CEO Neil Goldsmith explained: “Growth was in line with guidance and almost completely driven by product partnerships. We expect our partnerships to continue to contribute the majority of revenue in the next few years but we will increasingly take control production and marketing of our products, in a similar was to resveratrol, as our infrastructure grows and new products developed, including saffron ingredients which are currently in development.”

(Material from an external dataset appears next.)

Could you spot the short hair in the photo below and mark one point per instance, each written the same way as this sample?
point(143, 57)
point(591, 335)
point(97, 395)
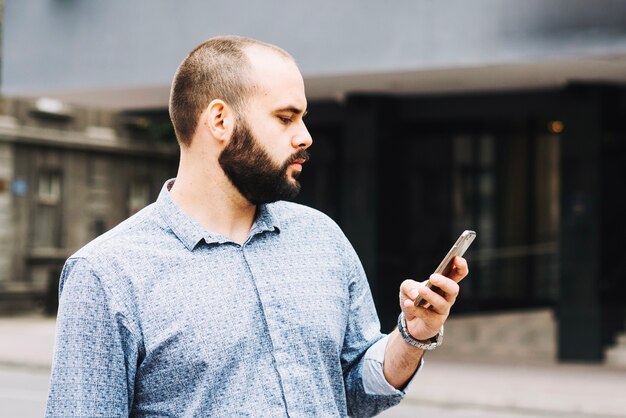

The pre-production phase for vanillin was completed earlier this year and a commercial launch date should be announced in the second half of the year. Meanwhile, the Cargill/Evolva joint venture to develop fermentation-derived steviol glycosides entered the pilot phase at the end of 2013 with the first products expected to market by 2015/16. As part of the deal, Cargill agreed to make a CHF4.5m equity investment in Evolva, which could equate to US$7.5m in future returns for the biotech group.

Since acquiring natural antioxidant resveratrol from the stricken Fluxome Sciences in 2012, Evolva has managed to significantly reduce production costs and is preparing for an end of the year launch. Resveratrol originally launched in the US in 2010, but sales were low due to high production costs. It already has GRAS (“Generally Recognised As Safe”) status in the US and Novel Foods authorisation in the European Union for use in Dietary Supplements. Furthermore, a ruling in 2013 by the Japanese Ministry of Health, Labour and Welfare is expected to facilitate the approval process for the product in Japan.

“R&D development has focused on finding gene combinations in yeast cells to generate the highest production rates to reduce production costs and make end-products more competitive. Fundamentally, it’s about making more grammes per litre per day,” said Goldsmith.

Evolva predicts revenues will exceed CHF 10 million (2013: CHF 8.7 million) in 2014. Net cash outflow from operating and investing activities is forecast to increase to CHF16-18m, primarily driven by stevia and resveratrol.